Juszczenko wzywa do Rosji, by nie wtrącała się w ukraińskie sprawy
Prezydent Juszczenko powiedział, że jeśli Ukraina nie powtórzy drogi Polski, Bułgarii, Łotwy i innych krajów Europy Wschodniej i nie dołączy się do europejskiego modelu bezpieczeństwa, to będzie miała "trudną przyszłość".
W wywiadzie dla agencji Bloomberg w przeddzień podróży do USA Juszczenko uznał, że Europa nie przysłuchuje się do dążeń Ukrainy wobec wstępu do NATO i oświadczył, że Europa musi "nauczyć się mówić jednym głosem" w sprawach bezpieczeństwa, zauważywszy, że przyłączenie Ukrainy do europejskiego systemu bezpieczeństwa byłoby pożyteczne dla Europy.
Przypomniawszy o konflikcie z Gruzją w sierpniu zeszłego roku, Juszczenko zaopiniował, że podobne rzeczy mogą stać się z jakimkolwiek krajem, powiedziawszy, że Europa stała się bardziej niestabilna i ostrzegł przed stworzeniem nowej żelaznej kurtyny w Europie.
Prezydent Juszczenko wezwał do Rosji, by nie wtrącała się w ukraińskie sprawy w przeddzień wyborów: "Mniej ingerencji w ukraińskie sprawy.

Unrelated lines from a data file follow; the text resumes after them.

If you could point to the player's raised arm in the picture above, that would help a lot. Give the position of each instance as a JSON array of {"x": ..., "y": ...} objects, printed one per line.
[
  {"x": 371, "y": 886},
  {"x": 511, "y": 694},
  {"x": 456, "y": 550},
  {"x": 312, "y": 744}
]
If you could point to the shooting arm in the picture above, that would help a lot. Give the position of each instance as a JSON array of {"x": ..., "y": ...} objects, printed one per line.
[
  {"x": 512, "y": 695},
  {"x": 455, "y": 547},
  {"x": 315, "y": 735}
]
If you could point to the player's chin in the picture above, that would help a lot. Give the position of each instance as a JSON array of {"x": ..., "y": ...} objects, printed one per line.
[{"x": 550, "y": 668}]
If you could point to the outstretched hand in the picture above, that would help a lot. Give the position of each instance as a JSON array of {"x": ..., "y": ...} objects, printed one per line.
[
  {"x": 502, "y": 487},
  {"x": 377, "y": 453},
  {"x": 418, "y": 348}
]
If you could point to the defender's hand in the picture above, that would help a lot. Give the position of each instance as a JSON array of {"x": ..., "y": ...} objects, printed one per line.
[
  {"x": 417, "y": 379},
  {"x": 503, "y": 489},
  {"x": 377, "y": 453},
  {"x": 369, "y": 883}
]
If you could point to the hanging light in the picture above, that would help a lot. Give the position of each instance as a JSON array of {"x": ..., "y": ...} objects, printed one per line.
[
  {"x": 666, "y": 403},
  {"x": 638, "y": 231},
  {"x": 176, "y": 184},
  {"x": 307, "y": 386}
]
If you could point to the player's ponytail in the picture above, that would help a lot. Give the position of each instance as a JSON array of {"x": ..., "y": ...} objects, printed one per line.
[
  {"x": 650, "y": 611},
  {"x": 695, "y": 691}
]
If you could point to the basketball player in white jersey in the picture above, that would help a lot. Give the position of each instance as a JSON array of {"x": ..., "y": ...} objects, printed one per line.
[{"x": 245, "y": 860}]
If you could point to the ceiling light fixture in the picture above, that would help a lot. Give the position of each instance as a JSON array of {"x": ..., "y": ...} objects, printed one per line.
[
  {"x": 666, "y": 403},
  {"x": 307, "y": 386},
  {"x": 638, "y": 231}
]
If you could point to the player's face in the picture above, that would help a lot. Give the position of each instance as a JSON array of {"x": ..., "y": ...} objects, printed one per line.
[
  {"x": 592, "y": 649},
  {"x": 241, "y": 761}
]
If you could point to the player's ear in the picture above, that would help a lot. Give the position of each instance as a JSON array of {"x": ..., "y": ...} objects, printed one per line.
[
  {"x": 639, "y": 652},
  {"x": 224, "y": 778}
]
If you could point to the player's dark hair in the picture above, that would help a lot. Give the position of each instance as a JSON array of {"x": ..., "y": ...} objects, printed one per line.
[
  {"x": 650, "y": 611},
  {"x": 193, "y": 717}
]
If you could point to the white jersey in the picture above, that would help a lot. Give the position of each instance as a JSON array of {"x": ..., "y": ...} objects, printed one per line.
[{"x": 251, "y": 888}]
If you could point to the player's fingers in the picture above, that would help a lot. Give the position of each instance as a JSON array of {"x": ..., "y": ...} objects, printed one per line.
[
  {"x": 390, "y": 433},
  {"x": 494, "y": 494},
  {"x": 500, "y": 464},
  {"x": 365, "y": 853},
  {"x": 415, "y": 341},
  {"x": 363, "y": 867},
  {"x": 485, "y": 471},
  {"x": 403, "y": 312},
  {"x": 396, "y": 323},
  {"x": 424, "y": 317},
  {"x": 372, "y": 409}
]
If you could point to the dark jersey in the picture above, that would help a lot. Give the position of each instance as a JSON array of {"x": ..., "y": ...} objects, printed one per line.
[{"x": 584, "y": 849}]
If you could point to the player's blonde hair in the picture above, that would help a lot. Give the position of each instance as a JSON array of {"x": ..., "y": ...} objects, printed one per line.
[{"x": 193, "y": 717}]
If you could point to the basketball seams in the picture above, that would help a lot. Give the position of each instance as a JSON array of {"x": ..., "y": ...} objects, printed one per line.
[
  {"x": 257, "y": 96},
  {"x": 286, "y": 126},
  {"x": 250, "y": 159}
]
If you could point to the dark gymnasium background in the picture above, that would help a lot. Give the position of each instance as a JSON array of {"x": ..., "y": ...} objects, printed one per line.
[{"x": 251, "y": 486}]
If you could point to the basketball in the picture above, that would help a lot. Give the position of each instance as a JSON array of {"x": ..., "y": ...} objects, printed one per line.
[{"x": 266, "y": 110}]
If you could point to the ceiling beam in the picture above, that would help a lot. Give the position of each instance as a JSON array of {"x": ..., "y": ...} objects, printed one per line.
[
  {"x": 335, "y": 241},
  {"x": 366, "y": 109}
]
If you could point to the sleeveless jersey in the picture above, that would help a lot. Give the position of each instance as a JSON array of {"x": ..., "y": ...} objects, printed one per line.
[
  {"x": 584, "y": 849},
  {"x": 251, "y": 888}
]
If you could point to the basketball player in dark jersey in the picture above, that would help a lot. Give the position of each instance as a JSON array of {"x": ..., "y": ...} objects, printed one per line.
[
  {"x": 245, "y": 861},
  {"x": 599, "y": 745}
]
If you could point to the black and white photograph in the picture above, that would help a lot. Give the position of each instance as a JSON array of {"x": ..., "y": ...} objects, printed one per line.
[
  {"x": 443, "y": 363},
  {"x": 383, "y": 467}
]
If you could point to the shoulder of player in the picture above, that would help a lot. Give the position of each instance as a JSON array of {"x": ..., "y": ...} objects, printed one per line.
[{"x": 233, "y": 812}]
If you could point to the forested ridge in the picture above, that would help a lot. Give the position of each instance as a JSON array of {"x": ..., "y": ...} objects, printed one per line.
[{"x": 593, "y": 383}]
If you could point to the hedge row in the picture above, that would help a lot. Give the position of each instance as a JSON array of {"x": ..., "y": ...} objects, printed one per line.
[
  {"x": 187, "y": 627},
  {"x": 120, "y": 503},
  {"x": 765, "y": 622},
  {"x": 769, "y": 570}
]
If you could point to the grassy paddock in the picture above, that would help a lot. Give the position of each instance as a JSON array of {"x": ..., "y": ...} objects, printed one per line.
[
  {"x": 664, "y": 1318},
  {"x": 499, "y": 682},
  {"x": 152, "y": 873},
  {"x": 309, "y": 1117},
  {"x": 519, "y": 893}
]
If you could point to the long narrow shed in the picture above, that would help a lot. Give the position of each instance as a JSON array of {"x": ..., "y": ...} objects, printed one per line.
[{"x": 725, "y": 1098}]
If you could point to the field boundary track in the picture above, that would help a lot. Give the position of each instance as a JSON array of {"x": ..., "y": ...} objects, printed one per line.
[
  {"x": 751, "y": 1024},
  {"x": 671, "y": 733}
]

Mam na uwadze naszego drogiego sąsiada - Rosję! Chciałbym, żeby liderzy tego kraju mieli szacunek dla prawa Ukraińców do wybrania tego, kto będzie kierował Ukrainą. Nie potrzebujemy rady”.
Jednocześnie, zdaniem prezydenta Juszczenki, Rosja nie będzie miała "takiego dużego" wpływu na prezydenckie wybory nie dlatego, że ma "mniej zamiarów", a dlatego że Ukraina "stała się bardziej niezależna".
Według słów prezydenta, nie oznacza to, że część społeczeństwa nie będzie orientować się na nowiny rosyjskich mediów, "zorientowanych na pewnych kandydatów", ale to znaczy, że "samodzielność naszego narodu wzrosła".
Prezydent Juszczenko uważa stosunki Ukrainy z Rosją za skomplikowane, jednak zauważył, że nie były one łatwiejsze 10 lat temu, przypomniawszy o konflikcie wokół Tuzły i statusie Sewastopola. On zaprzeczył, że stosunki z Rosją pogorszyły się w ciągu ostatnich 4 lat.